A conversa foi interrompida pela entrada na sala de Very nice, que saltou imediatamente para a brecha.

— Já tratei o assunto com a vizinha que vai arranjar umas amigas. Uma boa farra é o melhor programa para o Pipocas — sugeriu num tom divertido.

Catanada e Pascácio ficaram abismados com a ideia.

— Podemos dizer ao Pipocas que para as contas dele as nossas contas estão arrumadas — apontou Pascácio.
— Mas Pipocas na altura é capaz de não ligar ao que a gente diz. Quem lhe der um pito fica logo a saber o amigo que ele é. De qualquer forma pode viajar no cruzeiro, e lá se oriente, que nós cá esperamos.

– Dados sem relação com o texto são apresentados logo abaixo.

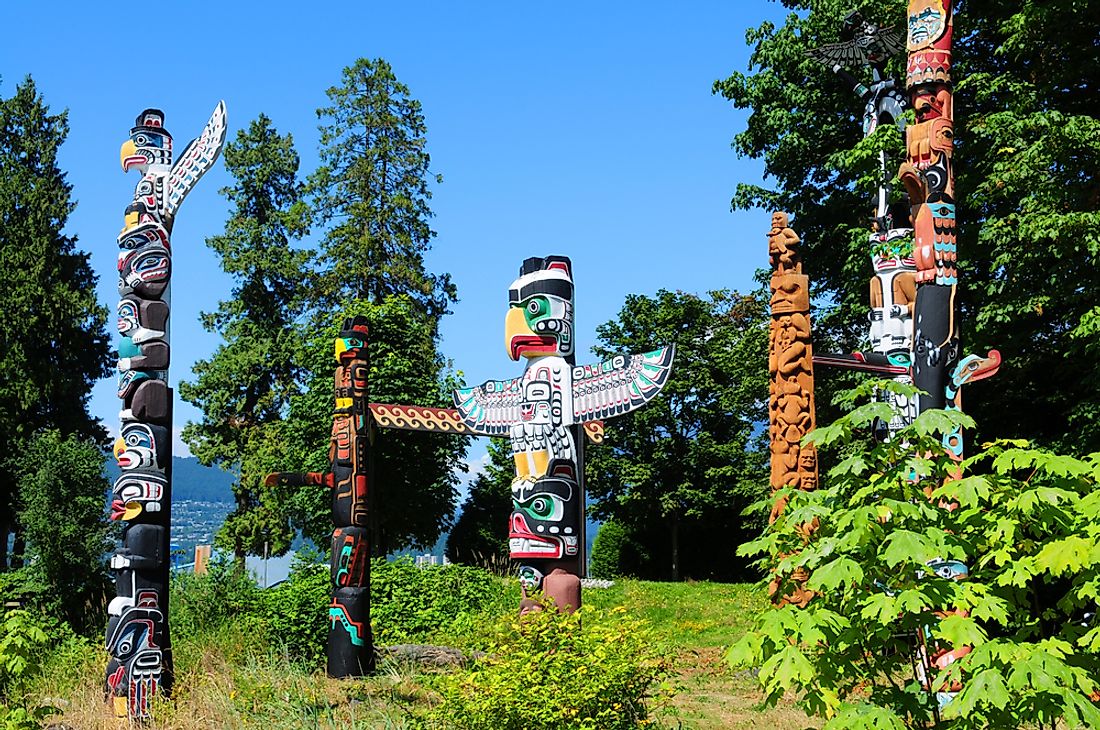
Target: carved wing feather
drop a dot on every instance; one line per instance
(619, 385)
(846, 54)
(198, 156)
(491, 408)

Tinham aproveitado de Very nice, a chave de resoluções difíceis.

— Se nós levarmos as raparigas e as oferecermos ao Pipocas, talvez haja festa grande.
— Ora aí está — exclamou Catanada —, é isso tudo!

Very nice sorriu modestamente ao sentir que o crédito pelas suas palavras tinha sido valorizado. Pascácio dividiu os últimos goles de uísque dentro dos copos e todos, fatigados, embutiram após o seu esforço. Orgulhava-os terem chegado a um consenso geral.

— Agora estou com fome — disse Pascácio.

Catanada, levantou-se, dirigiu-se à janela e olhou para o sol.

— Já passa do meio-dia — disse. — Pascácio e eu vamos preparar o terreno, enquanto tu, Very nice, vais a casa da vizinha e das amigas buscá-las, e vê se lá apanhas alguma coisa para comer. Talvez no frigorífico as raparigas te dêem uns enlatados. Talvez consigas sacar umas tantas frutas.
— Não, eu vou convosco — disse Very nice, pois suspeitava que uma manobra, tão normal como inevitável por parte das raparigas, estava a começar a formar-se na sua cabeça.
— Não, Very nice — retorquiu Catanada, firmemente. — É uma hora menos um quarto. Dentro de meia hora estamos lá os três. Encontramo-nos então e desenrasca-se qualquer coisa. Talvez na dispensa haja qualquer coisa que entretenha os dentes.

Very nice pôs-se a caminho da casa da vizinha com alguma relutância, mas Catanada e Pascácio entraram no carro e seguiram, felizes, a rua direitos ao apartamento das Antas.